Among a pile of old photographs there is one taken at what looks like a party for his sixth or seventh birthday. Five other children look at the camera, standing on either side of a homemade puppet theater replete with stage, curtains, and sign (stephen’s puppet theatre beneath a rainbow and smiley-faced star). A real effort seems to have been made. There are balloons on the floor, and his mother and father stand behind the theater, both with awkward half smiles. His father is even wearing a paper party hat. But Stephen is just sitting on the floor, his face turned away from the camera. Instead, he just looks pensively at a stuffed puppet in his lap. You could draw a small bubble around him. There may as well be nobody else there.
The report concluded with Dr. Suleman stating that “there is little doubt” that Stephen suffers from Asperger’s syndrome. In a prison diary entry from the time, Stephen reflected matter-of-factly about the possibility that this had been the elusive thing that had made him different for so long.
If I have Aspergers, then this makes perfect sense.

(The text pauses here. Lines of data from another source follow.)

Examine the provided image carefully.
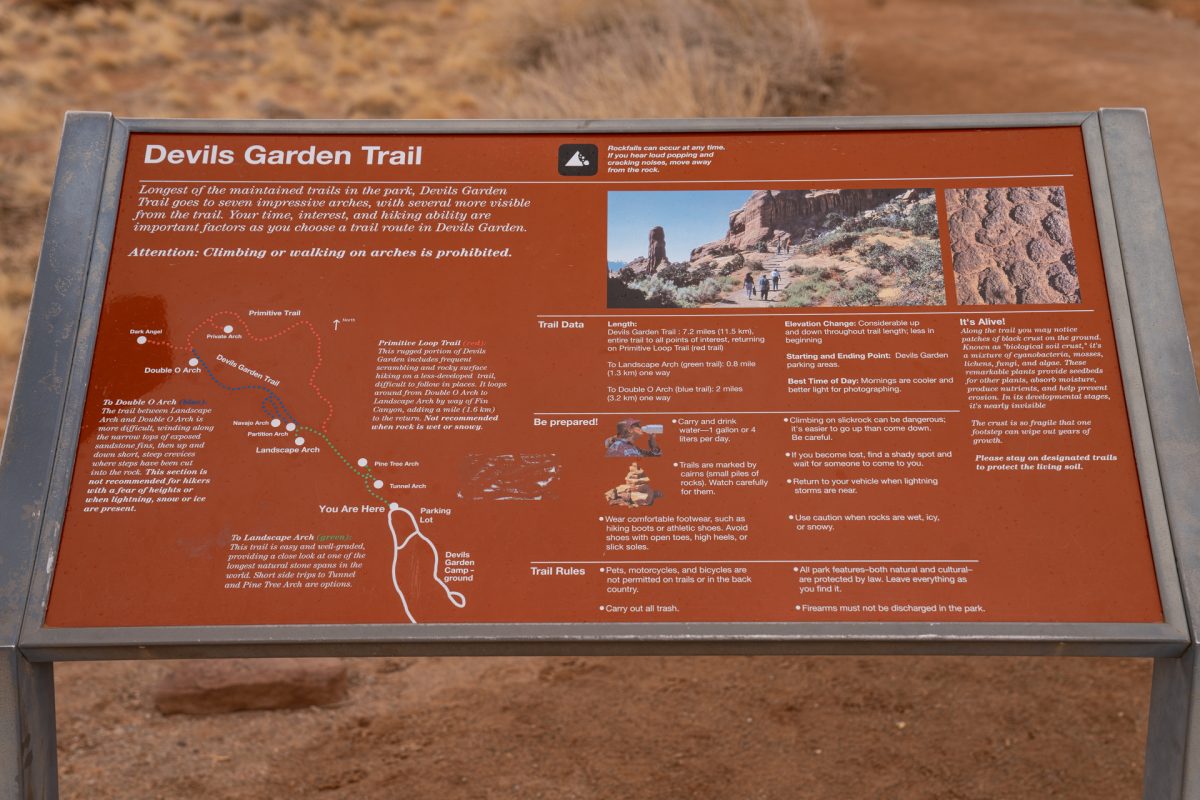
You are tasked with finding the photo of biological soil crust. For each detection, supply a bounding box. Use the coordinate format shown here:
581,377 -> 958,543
946,186 -> 1080,306
607,188 -> 946,311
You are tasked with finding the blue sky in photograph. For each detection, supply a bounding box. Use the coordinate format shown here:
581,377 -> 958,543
608,190 -> 752,261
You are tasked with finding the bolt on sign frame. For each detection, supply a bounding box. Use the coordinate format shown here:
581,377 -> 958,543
0,109 -> 1200,800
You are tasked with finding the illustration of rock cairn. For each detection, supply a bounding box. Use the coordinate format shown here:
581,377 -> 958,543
646,225 -> 667,275
604,461 -> 662,509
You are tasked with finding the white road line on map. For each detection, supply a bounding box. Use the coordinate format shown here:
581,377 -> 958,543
388,503 -> 467,625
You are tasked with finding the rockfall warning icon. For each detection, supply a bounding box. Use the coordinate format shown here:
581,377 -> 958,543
558,144 -> 600,175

The temptation is to shout, “Of course it does!” It is easy, with hindsight, to observe the sweep of Stephen’s life and conclude that there was something crying out to be diagnosed: from his behavior at school to his inability to form friendships with anyone other than Ben Weaver to his constant journal keeping, obsessive interests, hysterical responses to changes in routine, and everything else detailed by D
r. Suleman. Had this been your child, you tell yourself, you would have intervened. You would have done more to understand what was wrong and how it could be addressed. But Stephen was not neglected. He had regular contact with mental health professionals during his childhood, both on account of his mother’s schizophrenia and because of his own difficulties coping with school. He was under a child protection plan. He was seen by family therapists and social workers. He was the subject of meetings between his teachers and doctors and social workers. Angela Thompson recalls one such conference when Stephen was fourteen or fifteen.

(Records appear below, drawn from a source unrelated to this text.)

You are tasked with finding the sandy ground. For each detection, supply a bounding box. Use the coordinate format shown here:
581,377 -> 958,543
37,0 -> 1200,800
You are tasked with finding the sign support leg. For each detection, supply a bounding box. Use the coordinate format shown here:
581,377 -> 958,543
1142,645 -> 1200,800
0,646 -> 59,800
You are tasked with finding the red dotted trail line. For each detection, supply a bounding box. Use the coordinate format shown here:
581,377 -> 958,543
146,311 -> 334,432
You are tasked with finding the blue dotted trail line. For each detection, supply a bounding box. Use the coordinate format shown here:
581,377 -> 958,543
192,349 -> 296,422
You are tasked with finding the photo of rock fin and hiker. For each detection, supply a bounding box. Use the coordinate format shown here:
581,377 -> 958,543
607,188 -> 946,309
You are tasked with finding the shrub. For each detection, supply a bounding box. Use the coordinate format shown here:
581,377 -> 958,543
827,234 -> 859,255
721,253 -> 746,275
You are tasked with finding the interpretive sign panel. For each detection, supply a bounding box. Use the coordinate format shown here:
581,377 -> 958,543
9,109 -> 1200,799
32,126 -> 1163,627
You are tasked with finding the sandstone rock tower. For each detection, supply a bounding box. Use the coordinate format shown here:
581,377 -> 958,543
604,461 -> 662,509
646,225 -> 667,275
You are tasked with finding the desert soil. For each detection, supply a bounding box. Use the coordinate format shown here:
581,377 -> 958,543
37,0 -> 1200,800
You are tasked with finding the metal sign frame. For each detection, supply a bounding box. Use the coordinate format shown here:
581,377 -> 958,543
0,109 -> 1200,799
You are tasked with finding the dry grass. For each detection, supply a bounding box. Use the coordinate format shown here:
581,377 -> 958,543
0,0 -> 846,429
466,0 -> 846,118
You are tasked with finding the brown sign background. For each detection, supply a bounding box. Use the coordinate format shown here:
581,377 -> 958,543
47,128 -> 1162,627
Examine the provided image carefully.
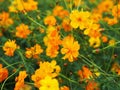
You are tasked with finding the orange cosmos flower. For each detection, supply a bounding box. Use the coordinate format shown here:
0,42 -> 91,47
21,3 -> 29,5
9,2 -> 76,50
61,36 -> 80,62
85,81 -> 100,90
98,0 -> 114,14
16,24 -> 31,38
0,12 -> 13,26
53,5 -> 69,18
62,18 -> 72,31
39,76 -> 59,90
102,36 -> 108,43
3,40 -> 19,56
44,15 -> 56,25
0,64 -> 8,83
25,44 -> 43,58
31,60 -> 61,88
60,86 -> 70,90
14,71 -> 27,90
78,66 -> 92,81
70,10 -> 90,30
112,3 -> 120,18
9,0 -> 38,12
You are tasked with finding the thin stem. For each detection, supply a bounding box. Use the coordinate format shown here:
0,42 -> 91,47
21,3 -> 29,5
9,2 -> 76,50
18,51 -> 28,71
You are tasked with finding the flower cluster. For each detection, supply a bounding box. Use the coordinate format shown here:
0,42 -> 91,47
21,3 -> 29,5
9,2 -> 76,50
0,0 -> 120,90
31,60 -> 61,90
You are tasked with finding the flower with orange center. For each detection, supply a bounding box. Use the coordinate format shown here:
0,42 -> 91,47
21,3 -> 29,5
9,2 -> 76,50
25,44 -> 43,58
62,18 -> 72,31
14,71 -> 27,90
9,0 -> 38,12
70,10 -> 90,30
31,60 -> 61,88
44,15 -> 56,26
78,66 -> 92,81
39,76 -> 59,90
112,3 -> 120,18
84,22 -> 101,48
97,0 -> 114,14
0,12 -> 13,27
53,5 -> 69,18
0,64 -> 8,83
16,24 -> 31,38
101,36 -> 108,43
85,81 -> 100,90
44,26 -> 61,58
61,36 -> 80,62
3,40 -> 19,56
60,86 -> 70,90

“I can remember we had this multi-agency meeting,” she says. “I think this might have been after something had happened at home with his mother. She’d set fire to cars, and she also stalked people. I remember she stalked one of the people who worked in the chemist in town. But there was a meeting, and a doctor was there, a social worker, I was there, school’s head teacher was there, it was a room full of people including a psychiatric doctor who knew the parents.” Thompson says that the possibility of Stephen suffering from a mental condition beyond a social phobia was raised at this meeting, but the psychiatric doctor dismissed the idea. “They said, ‘Well, he’s far too young to have a diagnosis. I don’t want to label him at this age.’ ”
It is also important to know that many people go through childhood with their Asperger’s undiagnosed. Dr. Suleman—who is, in person, the very opposite of his report in that he is warm, lively, and effusive—says that he wouldn’t have the job of diagnosing people in adulthood if this was not the case. There are reasons the adults around Stephen may not have sought to confirm that he was on the autism spectrum. For one thing, we simply knew less about Asperger’s twenty years ago than we do today. It was less well known and less understood. It’s also the case that children with the condition are generally high functioning, meaning they are of at least average intelligence and are able to develop intellectually and academically without any issues. Children who are not able to do this, perhaps because of more severe forms of autism or conditions such as dyslexia, generally receive a lot of attention because there is something demonstrably “wrong” with them.